Recursive Diameter Predition with Multilayer Peceptron for comercial volume calculation of Eucalyptus Clones

Recursive Diameter Predition with Multilayer Peceptron for comercial volume calculation of Eucalyptus Clones

Abstract

A method of predicting tree diameters of eucalyptus clones with Artificial neural networks Multiplied Perceptron (MLP) was presented in this work. The objective was to optimize the time and cost of carrying out the forest inventory process. The predictions made with the model used 3 diameters of the base of the tree and the other diameters were estimated one by one in a recursive way until reaching the minimum commercial diameter of 4 cm. The Smalian method was used to calculate the commercial volumes of the trees.

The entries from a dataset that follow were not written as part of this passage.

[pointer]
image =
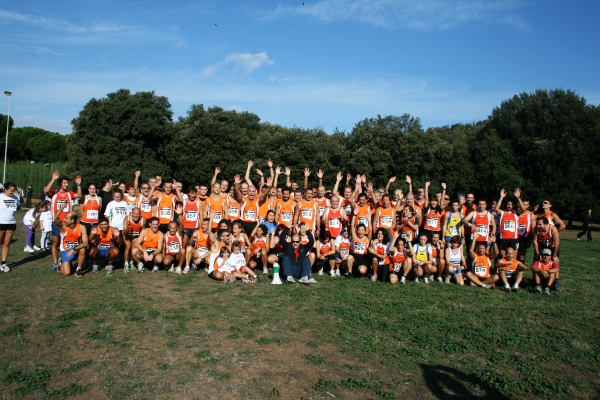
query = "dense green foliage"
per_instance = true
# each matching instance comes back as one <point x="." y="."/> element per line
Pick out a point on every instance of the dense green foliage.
<point x="543" y="142"/>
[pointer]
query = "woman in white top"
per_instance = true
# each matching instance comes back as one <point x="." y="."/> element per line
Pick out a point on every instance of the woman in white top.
<point x="9" y="204"/>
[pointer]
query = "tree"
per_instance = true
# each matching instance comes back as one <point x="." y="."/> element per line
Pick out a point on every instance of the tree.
<point x="119" y="134"/>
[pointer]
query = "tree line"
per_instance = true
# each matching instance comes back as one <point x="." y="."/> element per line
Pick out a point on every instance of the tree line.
<point x="544" y="142"/>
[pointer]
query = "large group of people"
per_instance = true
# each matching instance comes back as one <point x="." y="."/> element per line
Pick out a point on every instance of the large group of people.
<point x="234" y="229"/>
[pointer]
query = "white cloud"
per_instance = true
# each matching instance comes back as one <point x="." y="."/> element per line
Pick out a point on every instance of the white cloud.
<point x="244" y="61"/>
<point x="424" y="15"/>
<point x="62" y="25"/>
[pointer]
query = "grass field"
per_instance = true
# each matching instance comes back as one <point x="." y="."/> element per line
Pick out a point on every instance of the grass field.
<point x="159" y="336"/>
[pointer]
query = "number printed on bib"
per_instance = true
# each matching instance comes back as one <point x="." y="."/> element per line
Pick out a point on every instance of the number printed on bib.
<point x="432" y="222"/>
<point x="92" y="214"/>
<point x="480" y="270"/>
<point x="359" y="247"/>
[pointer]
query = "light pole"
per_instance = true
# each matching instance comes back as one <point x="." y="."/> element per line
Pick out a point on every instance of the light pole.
<point x="6" y="142"/>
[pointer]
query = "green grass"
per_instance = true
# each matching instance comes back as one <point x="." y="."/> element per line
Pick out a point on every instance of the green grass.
<point x="133" y="336"/>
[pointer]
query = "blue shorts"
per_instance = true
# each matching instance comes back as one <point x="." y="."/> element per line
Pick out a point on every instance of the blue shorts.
<point x="63" y="255"/>
<point x="55" y="229"/>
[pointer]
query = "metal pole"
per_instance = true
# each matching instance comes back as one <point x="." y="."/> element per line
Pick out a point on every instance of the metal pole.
<point x="6" y="142"/>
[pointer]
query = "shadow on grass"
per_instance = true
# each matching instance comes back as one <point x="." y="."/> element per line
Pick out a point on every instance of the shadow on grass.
<point x="449" y="383"/>
<point x="31" y="258"/>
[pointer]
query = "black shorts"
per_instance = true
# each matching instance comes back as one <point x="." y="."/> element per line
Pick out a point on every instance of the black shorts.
<point x="504" y="244"/>
<point x="8" y="227"/>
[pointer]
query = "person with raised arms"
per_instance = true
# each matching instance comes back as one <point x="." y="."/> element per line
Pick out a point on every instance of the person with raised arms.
<point x="481" y="268"/>
<point x="132" y="227"/>
<point x="165" y="204"/>
<point x="105" y="241"/>
<point x="510" y="270"/>
<point x="58" y="197"/>
<point x="90" y="208"/>
<point x="9" y="204"/>
<point x="73" y="240"/>
<point x="400" y="260"/>
<point x="197" y="251"/>
<point x="147" y="248"/>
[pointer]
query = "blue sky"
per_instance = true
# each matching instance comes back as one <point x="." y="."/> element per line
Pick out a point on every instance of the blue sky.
<point x="327" y="63"/>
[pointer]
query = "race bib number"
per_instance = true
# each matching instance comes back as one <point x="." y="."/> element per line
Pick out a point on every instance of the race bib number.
<point x="432" y="222"/>
<point x="191" y="215"/>
<point x="202" y="250"/>
<point x="145" y="206"/>
<point x="480" y="270"/>
<point x="10" y="205"/>
<point x="174" y="247"/>
<point x="482" y="230"/>
<point x="509" y="226"/>
<point x="359" y="247"/>
<point x="250" y="215"/>
<point x="92" y="214"/>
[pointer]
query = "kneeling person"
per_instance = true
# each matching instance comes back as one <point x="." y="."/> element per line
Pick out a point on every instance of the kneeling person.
<point x="105" y="241"/>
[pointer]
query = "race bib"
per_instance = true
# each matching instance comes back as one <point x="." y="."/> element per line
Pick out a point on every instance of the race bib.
<point x="359" y="247"/>
<point x="91" y="214"/>
<point x="174" y="247"/>
<point x="480" y="270"/>
<point x="509" y="226"/>
<point x="250" y="215"/>
<point x="165" y="212"/>
<point x="482" y="230"/>
<point x="432" y="222"/>
<point x="145" y="206"/>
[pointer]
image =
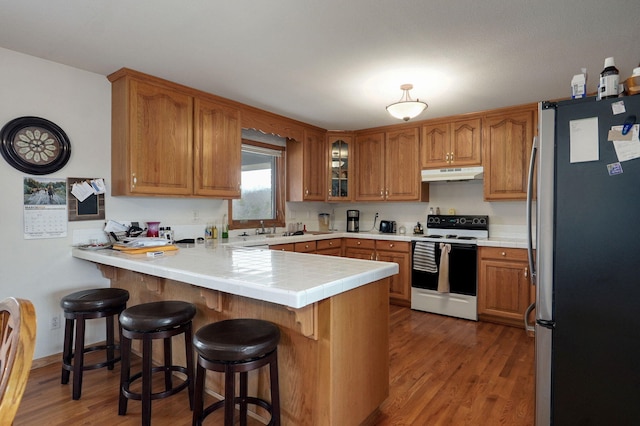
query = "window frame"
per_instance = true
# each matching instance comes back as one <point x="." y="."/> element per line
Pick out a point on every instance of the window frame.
<point x="280" y="177"/>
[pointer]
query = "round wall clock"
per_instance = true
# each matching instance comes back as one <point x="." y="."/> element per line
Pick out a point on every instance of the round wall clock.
<point x="34" y="145"/>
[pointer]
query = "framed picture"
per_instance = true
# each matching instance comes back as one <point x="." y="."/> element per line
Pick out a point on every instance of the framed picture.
<point x="91" y="208"/>
<point x="34" y="145"/>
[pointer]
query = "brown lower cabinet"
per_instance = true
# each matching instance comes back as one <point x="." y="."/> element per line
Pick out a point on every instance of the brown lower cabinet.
<point x="387" y="251"/>
<point x="504" y="287"/>
<point x="367" y="249"/>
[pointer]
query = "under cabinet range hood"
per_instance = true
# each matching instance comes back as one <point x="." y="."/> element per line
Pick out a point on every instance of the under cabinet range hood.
<point x="452" y="173"/>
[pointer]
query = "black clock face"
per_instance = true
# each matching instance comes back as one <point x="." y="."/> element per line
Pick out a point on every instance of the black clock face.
<point x="34" y="145"/>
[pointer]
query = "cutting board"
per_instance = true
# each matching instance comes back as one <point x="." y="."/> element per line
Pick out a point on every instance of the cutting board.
<point x="140" y="250"/>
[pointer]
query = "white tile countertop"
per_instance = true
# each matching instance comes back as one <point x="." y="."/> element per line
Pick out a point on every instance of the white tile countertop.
<point x="271" y="239"/>
<point x="286" y="278"/>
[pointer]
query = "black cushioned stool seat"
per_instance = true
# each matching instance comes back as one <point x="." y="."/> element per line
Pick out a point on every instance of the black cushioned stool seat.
<point x="79" y="307"/>
<point x="236" y="346"/>
<point x="149" y="321"/>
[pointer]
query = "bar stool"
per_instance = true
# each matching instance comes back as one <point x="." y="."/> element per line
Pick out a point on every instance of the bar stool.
<point x="236" y="346"/>
<point x="150" y="321"/>
<point x="79" y="307"/>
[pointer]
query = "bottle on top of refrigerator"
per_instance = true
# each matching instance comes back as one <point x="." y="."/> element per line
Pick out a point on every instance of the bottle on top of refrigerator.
<point x="609" y="80"/>
<point x="579" y="85"/>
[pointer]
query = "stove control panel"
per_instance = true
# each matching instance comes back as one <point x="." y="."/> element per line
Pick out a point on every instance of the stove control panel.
<point x="480" y="223"/>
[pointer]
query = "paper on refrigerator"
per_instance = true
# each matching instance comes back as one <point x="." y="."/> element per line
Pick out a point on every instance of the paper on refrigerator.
<point x="627" y="147"/>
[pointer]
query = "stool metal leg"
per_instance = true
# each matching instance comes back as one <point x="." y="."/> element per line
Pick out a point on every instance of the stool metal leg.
<point x="110" y="343"/>
<point x="229" y="395"/>
<point x="275" y="389"/>
<point x="168" y="362"/>
<point x="78" y="357"/>
<point x="243" y="398"/>
<point x="198" y="395"/>
<point x="188" y="343"/>
<point x="146" y="380"/>
<point x="125" y="372"/>
<point x="67" y="349"/>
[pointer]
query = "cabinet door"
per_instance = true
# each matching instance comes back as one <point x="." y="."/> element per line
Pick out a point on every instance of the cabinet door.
<point x="507" y="142"/>
<point x="504" y="289"/>
<point x="218" y="144"/>
<point x="434" y="146"/>
<point x="402" y="168"/>
<point x="400" y="284"/>
<point x="340" y="168"/>
<point x="314" y="166"/>
<point x="306" y="162"/>
<point x="369" y="173"/>
<point x="160" y="141"/>
<point x="466" y="143"/>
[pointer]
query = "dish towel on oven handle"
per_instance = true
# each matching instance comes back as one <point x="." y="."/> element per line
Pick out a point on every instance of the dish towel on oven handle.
<point x="424" y="257"/>
<point x="443" y="278"/>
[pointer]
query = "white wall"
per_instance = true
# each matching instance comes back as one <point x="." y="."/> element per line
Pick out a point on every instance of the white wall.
<point x="80" y="103"/>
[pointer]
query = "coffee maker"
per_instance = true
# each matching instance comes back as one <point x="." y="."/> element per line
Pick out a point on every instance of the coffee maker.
<point x="353" y="220"/>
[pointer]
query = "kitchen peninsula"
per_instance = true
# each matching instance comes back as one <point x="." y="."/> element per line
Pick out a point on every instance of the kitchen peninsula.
<point x="332" y="312"/>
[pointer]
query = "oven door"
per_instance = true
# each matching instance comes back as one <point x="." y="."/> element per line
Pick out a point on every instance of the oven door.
<point x="463" y="268"/>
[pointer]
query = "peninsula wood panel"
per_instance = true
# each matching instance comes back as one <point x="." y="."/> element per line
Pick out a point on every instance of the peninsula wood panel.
<point x="337" y="377"/>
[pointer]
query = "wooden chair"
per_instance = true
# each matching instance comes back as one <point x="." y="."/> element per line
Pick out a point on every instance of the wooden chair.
<point x="18" y="333"/>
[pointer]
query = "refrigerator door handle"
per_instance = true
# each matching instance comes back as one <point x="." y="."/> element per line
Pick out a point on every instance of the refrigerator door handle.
<point x="531" y="180"/>
<point x="530" y="328"/>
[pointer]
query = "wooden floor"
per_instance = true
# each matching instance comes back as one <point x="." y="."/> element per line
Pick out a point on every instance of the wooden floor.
<point x="444" y="371"/>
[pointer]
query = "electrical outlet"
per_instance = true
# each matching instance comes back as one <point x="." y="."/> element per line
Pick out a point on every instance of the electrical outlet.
<point x="55" y="322"/>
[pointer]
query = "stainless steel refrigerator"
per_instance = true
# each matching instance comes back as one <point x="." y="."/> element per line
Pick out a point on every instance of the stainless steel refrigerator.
<point x="587" y="263"/>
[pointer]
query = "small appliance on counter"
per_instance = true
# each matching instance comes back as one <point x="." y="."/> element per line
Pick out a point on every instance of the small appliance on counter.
<point x="353" y="220"/>
<point x="388" y="226"/>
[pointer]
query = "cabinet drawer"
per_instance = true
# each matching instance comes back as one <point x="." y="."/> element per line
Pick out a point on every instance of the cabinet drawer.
<point x="305" y="246"/>
<point x="282" y="247"/>
<point x="503" y="253"/>
<point x="398" y="246"/>
<point x="360" y="243"/>
<point x="327" y="244"/>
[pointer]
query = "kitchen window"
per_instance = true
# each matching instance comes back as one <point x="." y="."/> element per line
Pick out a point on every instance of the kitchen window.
<point x="262" y="187"/>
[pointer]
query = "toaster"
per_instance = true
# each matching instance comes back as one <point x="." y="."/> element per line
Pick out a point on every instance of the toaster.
<point x="388" y="226"/>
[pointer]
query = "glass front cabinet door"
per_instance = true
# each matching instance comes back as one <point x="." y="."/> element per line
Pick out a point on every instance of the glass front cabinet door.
<point x="340" y="167"/>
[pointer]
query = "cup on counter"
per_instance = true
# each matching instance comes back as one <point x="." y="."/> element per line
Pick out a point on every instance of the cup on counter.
<point x="153" y="229"/>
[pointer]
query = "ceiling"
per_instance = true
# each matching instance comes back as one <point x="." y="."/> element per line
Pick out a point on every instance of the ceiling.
<point x="337" y="64"/>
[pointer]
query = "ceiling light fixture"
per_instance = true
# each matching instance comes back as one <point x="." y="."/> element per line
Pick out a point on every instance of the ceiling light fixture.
<point x="406" y="108"/>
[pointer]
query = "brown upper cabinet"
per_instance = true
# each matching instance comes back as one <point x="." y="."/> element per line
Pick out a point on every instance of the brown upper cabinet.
<point x="507" y="141"/>
<point x="340" y="170"/>
<point x="306" y="162"/>
<point x="451" y="143"/>
<point x="387" y="167"/>
<point x="168" y="140"/>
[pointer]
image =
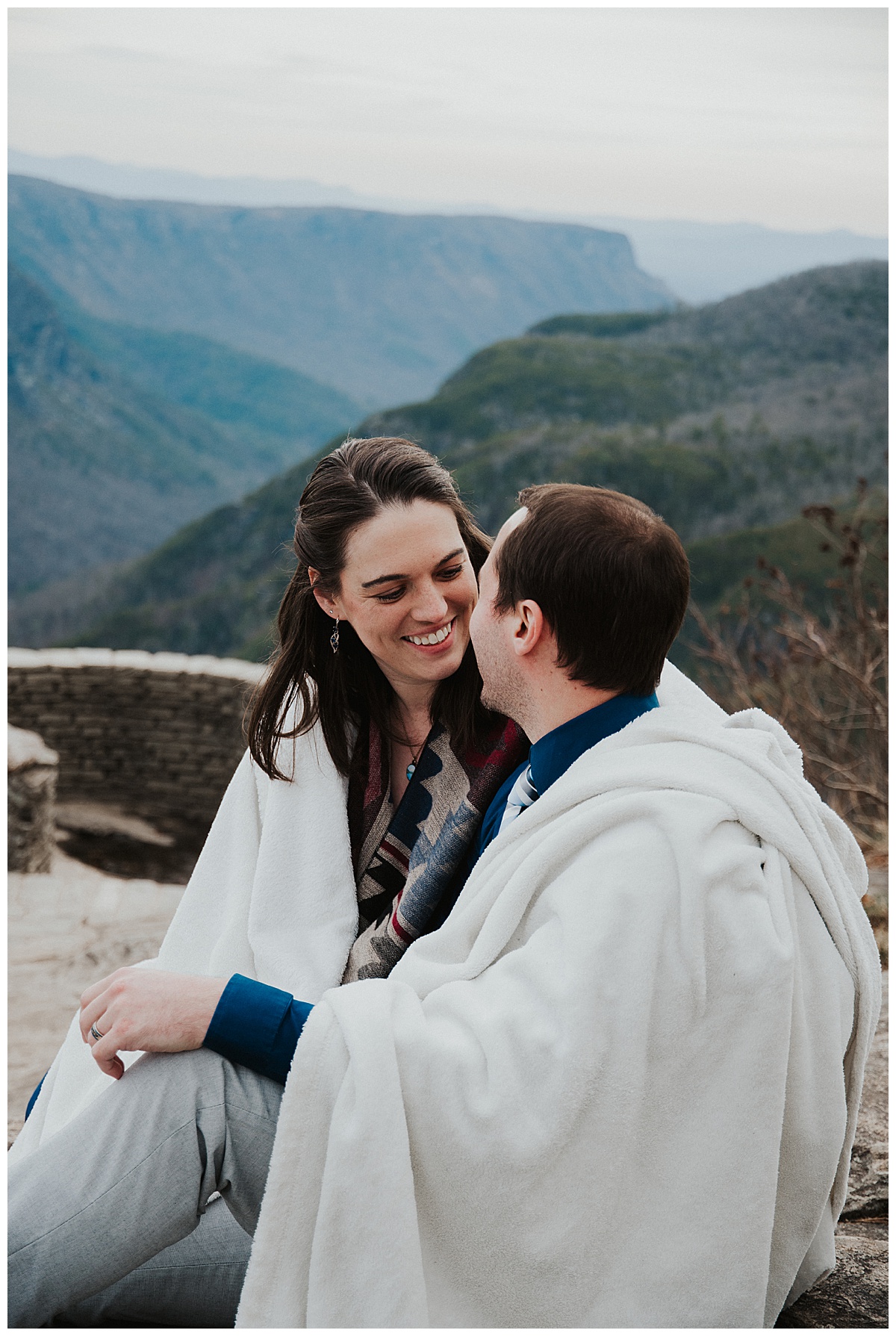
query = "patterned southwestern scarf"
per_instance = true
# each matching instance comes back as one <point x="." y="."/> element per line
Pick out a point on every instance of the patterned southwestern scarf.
<point x="410" y="861"/>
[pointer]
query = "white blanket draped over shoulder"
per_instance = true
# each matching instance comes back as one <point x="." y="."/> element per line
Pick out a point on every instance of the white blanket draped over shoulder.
<point x="617" y="1088"/>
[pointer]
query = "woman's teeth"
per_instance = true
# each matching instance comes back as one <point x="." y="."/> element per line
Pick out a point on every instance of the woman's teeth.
<point x="435" y="638"/>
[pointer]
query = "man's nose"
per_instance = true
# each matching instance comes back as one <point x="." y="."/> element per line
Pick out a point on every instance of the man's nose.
<point x="430" y="606"/>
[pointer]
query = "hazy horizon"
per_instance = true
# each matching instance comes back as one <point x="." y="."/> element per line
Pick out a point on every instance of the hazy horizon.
<point x="775" y="118"/>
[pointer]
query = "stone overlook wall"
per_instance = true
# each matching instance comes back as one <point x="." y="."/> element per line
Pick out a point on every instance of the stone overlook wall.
<point x="158" y="735"/>
<point x="31" y="792"/>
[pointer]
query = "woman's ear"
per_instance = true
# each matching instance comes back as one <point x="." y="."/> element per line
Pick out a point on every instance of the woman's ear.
<point x="325" y="601"/>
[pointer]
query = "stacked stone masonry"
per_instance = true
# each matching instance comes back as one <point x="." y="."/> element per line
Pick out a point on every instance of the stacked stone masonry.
<point x="31" y="795"/>
<point x="159" y="735"/>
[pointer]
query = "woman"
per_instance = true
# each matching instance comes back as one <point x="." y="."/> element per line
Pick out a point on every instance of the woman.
<point x="343" y="836"/>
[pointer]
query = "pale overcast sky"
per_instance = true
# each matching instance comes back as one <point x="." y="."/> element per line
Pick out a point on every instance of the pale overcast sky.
<point x="764" y="115"/>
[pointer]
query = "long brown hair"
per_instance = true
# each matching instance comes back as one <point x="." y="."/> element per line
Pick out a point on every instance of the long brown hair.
<point x="347" y="488"/>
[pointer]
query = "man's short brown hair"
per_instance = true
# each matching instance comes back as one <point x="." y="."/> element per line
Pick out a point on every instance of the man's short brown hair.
<point x="609" y="576"/>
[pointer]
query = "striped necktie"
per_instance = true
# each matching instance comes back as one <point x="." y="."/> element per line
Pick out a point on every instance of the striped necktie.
<point x="523" y="795"/>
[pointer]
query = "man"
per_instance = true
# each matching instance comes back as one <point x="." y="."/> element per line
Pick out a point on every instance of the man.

MLP training was performed with only 10% of the total trees in the planted site and were tested with the remaining 90% of the total trees. To evaluate the performance of the model, the diameters were compared with the actual measured values. The proposed model was satisfactory in the tests performed, not presenting significant differences when compared to the diameters estimated with the actual values ​​of the trees.

Publication
In Proceedings of Iberian Congress on Numerical Methods in Engineering (CMNE)
Date

Text in Portuguese, Original Title: Predicao recursiva de diametros utilizando perceptron de multiplas camadas para o calculo de volume comercial de clones de eucalipto.